4.3.1. Le processus de définition d'un concept

Lorsque nous analysons les différentes approches du processus de production de connaissances en sciences de gestion, nous constatons que l’utilisation du langage renvoie à des problématiques de type différent :

  • Ontologique : approche réaliste/nominaliste,
  • Epistémologique : approche positiviste/constructiviste,
  • Praxéologique : le rôle de la métaphore en tant qu’outil de compréhension de la réalité ;
  • Paradigmatique : utilisation d’une ou de plusieurs métaphores.
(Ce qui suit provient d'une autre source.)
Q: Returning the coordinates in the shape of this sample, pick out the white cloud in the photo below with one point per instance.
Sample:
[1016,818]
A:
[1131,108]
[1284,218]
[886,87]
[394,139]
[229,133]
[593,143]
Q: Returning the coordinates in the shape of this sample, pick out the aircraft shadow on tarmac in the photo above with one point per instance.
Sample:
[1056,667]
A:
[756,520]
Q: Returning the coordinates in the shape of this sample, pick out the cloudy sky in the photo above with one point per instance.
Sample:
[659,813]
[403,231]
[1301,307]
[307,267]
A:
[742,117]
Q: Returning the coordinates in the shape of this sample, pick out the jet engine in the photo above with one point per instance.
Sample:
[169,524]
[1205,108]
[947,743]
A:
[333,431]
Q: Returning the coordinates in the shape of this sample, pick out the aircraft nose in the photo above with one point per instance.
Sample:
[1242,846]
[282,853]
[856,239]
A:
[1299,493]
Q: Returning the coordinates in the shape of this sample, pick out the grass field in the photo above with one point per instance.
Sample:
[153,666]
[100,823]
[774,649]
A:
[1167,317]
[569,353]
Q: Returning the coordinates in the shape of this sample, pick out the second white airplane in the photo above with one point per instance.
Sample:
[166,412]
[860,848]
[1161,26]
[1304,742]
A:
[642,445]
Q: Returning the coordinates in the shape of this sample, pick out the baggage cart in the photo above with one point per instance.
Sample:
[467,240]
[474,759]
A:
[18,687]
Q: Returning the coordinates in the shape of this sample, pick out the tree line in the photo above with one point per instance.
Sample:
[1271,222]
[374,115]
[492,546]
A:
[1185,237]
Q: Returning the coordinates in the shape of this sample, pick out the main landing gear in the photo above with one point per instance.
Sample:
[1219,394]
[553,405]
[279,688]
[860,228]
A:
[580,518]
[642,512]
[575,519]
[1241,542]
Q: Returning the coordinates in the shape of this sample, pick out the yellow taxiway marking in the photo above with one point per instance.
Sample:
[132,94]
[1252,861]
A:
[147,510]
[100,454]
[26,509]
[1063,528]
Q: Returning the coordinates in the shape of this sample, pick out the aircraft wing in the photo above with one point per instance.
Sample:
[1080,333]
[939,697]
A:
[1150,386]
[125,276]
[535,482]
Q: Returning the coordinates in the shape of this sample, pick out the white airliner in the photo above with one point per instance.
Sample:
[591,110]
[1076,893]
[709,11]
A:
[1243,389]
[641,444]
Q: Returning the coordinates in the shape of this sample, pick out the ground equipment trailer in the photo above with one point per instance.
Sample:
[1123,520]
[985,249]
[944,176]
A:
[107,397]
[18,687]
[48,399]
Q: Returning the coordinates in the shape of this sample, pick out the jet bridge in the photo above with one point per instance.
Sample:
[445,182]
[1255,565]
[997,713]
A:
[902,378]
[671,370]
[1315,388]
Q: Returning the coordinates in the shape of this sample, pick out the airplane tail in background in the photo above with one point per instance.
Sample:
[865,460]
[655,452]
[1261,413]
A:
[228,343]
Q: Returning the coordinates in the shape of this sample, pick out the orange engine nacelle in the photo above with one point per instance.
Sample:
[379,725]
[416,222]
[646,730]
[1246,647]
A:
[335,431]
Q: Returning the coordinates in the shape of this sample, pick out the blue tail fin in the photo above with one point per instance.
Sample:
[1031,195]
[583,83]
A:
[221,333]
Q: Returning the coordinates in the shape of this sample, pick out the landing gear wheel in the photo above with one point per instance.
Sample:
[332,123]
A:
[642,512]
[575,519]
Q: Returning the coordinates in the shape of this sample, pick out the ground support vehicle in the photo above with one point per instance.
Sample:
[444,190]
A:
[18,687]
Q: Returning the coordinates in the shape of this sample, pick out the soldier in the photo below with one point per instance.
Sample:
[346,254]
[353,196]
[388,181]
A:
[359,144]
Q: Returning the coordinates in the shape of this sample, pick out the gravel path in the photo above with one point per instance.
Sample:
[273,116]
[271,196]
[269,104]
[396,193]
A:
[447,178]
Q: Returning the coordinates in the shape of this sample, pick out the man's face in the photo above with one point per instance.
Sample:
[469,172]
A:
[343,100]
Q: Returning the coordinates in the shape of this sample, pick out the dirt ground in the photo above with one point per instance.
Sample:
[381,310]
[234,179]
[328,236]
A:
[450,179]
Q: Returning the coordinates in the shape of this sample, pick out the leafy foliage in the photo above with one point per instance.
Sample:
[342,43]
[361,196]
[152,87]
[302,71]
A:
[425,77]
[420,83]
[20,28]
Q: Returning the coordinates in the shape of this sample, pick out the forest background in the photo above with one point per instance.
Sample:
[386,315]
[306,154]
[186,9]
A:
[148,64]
Pour Desreumaux 140 (1998), deux premiers conflits sont d'ordre ontologique et renvoient à la question de savoir si la réalité organisationnelle est produite par la métaphore ou bien si elle existe indépendamment des descriptions métaphoriques que l'on peut en faire.

Pour Nietzche 141 (1979), le processus de connaissance n’est rien d’autre que travailler avec des métaphores, la vérité étant une illusion, un ensemble mouvant de métaphores de métonymies et d’anthropomorphisme.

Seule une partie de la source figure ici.